Old English written records which are rather numerous are generally classified either in accordance with the alphabet used or in accordance with the dialect of the scribe who wrote the record.
If we speak about the first criterion – the alphabet (runic or insular) – the first group is rather scarcely represented (Frank’s casket, Ruthwell cross), the other group having many written records. But generally the records are classified in accordance with their dialect: Northumbrian (Frank’s casket, Ruthwell cross, Caedmon’s hymns), Mercian (translation of the Psalter), Kentish (psalms), West Saxon (the Anglo-Saxon chronicle, the translation of a philosophical treatise Cura Pastoralis, King Alfred’s Orosius – a book of history).
There were also many translations from other dialects, an example of which is Bede’s Ecclesiastical History of the English People (731 AD). Bede, a learned monk at Jarrow, is said to have assimilated all the learning of his time.

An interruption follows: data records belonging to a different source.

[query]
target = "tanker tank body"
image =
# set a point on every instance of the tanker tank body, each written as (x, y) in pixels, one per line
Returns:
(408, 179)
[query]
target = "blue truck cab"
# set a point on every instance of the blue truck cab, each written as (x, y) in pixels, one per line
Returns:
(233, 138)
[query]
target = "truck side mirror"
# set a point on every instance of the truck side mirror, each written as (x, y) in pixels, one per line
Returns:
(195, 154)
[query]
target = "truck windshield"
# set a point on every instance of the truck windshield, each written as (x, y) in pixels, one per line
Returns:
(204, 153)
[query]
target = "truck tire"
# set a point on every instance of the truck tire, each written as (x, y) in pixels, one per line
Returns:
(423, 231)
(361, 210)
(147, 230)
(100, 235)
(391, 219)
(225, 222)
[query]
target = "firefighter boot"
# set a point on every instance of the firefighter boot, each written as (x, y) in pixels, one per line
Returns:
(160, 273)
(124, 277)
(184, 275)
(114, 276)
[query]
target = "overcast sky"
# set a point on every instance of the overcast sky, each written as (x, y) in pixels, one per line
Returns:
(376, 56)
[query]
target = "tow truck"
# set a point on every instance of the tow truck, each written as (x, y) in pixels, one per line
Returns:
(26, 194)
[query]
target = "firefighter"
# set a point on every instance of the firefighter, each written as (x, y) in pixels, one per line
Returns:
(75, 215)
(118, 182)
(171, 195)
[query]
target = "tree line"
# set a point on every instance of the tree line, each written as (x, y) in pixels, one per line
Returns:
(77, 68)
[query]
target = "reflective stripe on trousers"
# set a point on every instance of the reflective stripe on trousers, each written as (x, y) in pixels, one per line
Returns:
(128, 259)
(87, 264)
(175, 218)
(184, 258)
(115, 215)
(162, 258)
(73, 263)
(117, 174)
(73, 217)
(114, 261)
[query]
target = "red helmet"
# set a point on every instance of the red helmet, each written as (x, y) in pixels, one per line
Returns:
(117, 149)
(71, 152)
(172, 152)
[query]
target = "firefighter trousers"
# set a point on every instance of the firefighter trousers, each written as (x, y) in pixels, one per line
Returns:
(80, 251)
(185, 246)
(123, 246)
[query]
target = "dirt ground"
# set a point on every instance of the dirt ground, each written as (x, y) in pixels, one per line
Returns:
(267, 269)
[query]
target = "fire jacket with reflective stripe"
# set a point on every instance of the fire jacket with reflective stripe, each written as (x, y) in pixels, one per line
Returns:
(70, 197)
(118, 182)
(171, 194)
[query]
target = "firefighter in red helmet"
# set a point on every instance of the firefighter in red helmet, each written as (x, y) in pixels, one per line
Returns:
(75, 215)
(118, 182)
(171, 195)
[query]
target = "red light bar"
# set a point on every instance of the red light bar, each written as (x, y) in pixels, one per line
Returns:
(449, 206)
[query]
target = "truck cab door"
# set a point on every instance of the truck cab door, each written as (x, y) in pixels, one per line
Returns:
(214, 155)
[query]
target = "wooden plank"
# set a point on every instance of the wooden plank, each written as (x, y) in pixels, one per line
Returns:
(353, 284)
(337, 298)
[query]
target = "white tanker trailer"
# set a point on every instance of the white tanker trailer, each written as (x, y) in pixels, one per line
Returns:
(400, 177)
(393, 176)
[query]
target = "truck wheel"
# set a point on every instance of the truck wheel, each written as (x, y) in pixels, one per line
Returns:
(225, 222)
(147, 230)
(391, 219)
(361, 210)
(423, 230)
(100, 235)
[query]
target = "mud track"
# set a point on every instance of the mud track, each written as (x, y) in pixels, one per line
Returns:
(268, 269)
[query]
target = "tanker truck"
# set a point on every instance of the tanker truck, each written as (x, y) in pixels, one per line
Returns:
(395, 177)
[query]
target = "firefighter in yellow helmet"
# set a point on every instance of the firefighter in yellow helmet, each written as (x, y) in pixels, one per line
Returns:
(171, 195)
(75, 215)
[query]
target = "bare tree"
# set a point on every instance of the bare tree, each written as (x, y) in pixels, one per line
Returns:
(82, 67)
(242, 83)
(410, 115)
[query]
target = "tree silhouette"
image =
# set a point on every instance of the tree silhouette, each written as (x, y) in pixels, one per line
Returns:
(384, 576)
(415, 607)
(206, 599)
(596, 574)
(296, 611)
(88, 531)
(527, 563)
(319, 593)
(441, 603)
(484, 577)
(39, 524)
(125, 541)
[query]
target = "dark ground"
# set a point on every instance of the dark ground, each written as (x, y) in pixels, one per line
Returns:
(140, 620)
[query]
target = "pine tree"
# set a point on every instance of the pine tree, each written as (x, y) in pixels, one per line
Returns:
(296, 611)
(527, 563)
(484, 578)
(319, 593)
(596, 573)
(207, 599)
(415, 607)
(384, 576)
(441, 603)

He wrote on language, science and chronology and composed numerous commentaries on the Old and New Testament.
With the rise of Wessex to the dominant position among the Old English kingdoms in the 9th and 10thcenturies, and thanks to the powerful influence of their learned King Alfred, the West Saxon dialect became the chief vehicle of literature. All the works of literary importance that have survived, both prose and poetry, are written in West Saxon, with only occasional traces of other dialects, and in this sense it may be regarded as typical of the Old English period.